Virginia Raggi ha paragonato Roma a una Ferrari: «Quando sono arrivata era ferma, poi l’ho ricostruita e ora dobbiamo farla correre». L’ardita affermazione non solo non è piaciuta agli oltre dieci candidati sindaci della capitale ma anche a gran parte dei cittadini interessati alle elezioni per il comune di Roma del 3 e 4 ottobre. Tutti i sondaggi sui servizi pubblici della capitale d’Italia bocciano le scarse prestazioni. Tutti i competitori attaccano il primo mandato della sindaca grillina. È di fatto un referendum sulla Raggi, una impostazione che potrebbe favorirla.

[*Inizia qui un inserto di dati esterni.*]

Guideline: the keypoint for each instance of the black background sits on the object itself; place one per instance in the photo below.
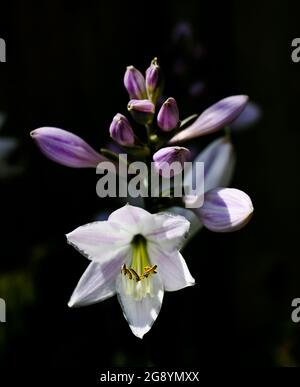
(65, 65)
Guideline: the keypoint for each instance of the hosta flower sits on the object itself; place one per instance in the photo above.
(121, 131)
(164, 157)
(214, 118)
(154, 81)
(219, 161)
(168, 115)
(135, 255)
(134, 82)
(142, 110)
(225, 210)
(66, 148)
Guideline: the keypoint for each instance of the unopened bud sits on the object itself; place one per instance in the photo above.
(121, 131)
(168, 116)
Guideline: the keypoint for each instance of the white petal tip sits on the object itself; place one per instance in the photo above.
(71, 303)
(139, 332)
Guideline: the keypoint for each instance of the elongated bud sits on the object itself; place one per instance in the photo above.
(142, 110)
(134, 82)
(165, 157)
(66, 148)
(225, 209)
(121, 131)
(214, 118)
(154, 81)
(168, 116)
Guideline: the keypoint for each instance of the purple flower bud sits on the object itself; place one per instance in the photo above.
(121, 131)
(134, 82)
(166, 156)
(66, 148)
(215, 117)
(142, 110)
(154, 81)
(168, 116)
(225, 209)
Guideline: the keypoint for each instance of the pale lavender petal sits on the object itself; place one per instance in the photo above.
(215, 117)
(250, 116)
(121, 131)
(141, 314)
(142, 110)
(225, 210)
(172, 268)
(7, 146)
(98, 282)
(165, 157)
(100, 241)
(167, 230)
(133, 219)
(66, 148)
(219, 161)
(134, 82)
(195, 222)
(141, 105)
(168, 115)
(154, 81)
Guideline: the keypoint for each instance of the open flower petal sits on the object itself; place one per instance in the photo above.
(225, 209)
(172, 268)
(167, 230)
(131, 218)
(215, 117)
(141, 314)
(100, 241)
(98, 282)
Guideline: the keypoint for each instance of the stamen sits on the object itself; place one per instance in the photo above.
(137, 279)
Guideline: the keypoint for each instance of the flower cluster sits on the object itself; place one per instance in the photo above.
(136, 254)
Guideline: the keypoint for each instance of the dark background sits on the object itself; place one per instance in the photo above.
(65, 66)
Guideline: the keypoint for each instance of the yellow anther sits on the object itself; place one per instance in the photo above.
(149, 270)
(137, 277)
(126, 271)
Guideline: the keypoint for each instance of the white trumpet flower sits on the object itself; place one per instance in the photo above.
(135, 255)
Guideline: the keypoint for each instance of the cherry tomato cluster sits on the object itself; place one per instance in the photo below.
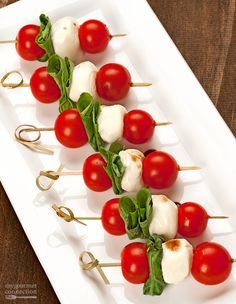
(113, 82)
(93, 37)
(192, 219)
(211, 265)
(160, 171)
(70, 131)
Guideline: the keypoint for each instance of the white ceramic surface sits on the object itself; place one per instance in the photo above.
(198, 136)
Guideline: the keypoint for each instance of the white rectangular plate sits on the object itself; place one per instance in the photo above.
(198, 136)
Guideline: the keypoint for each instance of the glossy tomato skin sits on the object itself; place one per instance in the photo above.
(192, 219)
(212, 264)
(94, 174)
(113, 81)
(93, 36)
(160, 170)
(111, 220)
(138, 126)
(69, 129)
(44, 87)
(134, 263)
(26, 46)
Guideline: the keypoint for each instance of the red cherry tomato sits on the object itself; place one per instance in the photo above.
(26, 46)
(44, 87)
(134, 263)
(69, 129)
(138, 126)
(94, 36)
(111, 220)
(160, 170)
(94, 174)
(211, 264)
(113, 82)
(192, 219)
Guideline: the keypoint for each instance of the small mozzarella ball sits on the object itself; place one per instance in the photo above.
(111, 122)
(164, 220)
(176, 261)
(132, 161)
(83, 80)
(65, 39)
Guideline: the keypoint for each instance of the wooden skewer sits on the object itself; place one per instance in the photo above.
(217, 217)
(7, 41)
(53, 176)
(32, 143)
(94, 263)
(183, 168)
(118, 35)
(13, 85)
(69, 216)
(163, 123)
(140, 84)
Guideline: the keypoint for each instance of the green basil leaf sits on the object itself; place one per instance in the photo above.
(43, 39)
(114, 169)
(61, 70)
(129, 212)
(155, 283)
(89, 111)
(144, 203)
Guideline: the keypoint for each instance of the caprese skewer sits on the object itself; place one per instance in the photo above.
(111, 82)
(127, 170)
(136, 126)
(150, 214)
(64, 37)
(158, 263)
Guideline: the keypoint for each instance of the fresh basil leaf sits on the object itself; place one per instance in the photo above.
(89, 111)
(43, 39)
(114, 169)
(61, 70)
(129, 212)
(144, 203)
(155, 283)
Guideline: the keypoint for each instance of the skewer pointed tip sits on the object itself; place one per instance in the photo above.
(140, 84)
(118, 35)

Manca un’idea di ricostruzione e di sviluppo di Roma. Manca e, comunque, non è emerso finora sia per la Raggi sia per i suoi tre principali competitori: Enrico Michetti (centro-destra), Roberto Gualtieri (centro-sinistra), Carlo Calenda (centristi). I partiti non hanno tirato fuori i grandi nomi per il Campidoglio (Giorgia Meloni per il centro-destra e Nicola Zingaretti per il centro-sinistra si sono chiamati fuori). I sondaggi danno Michetti in testa, la Raggi e Gualtieri in lotta per il secondo posto. Ma, a sorpresa, Calenda potrebbe piazzarsi anche al secondo posto. E allora sarebbe l’ex ministro dello Sviluppo economico a duellare nel ballottaggio per sindaco con Michetti. E questa sarebbe una ipotesi sciagurata sia per Giuseppe Conte (neo presidente del M5S) sia per Enrico Letta (da pochi mesi segretario del Pd).

Il referendum sulla Raggi e su Conte è, in sostanza, sulla metamorfosi dei cinquestelle da movimento antagonista d’opposizione a forza di governo. C’è ancora un mese di tempo per tentare di convincere gli elettori, finora c’è stata una campagna elettorale molto sotto tono.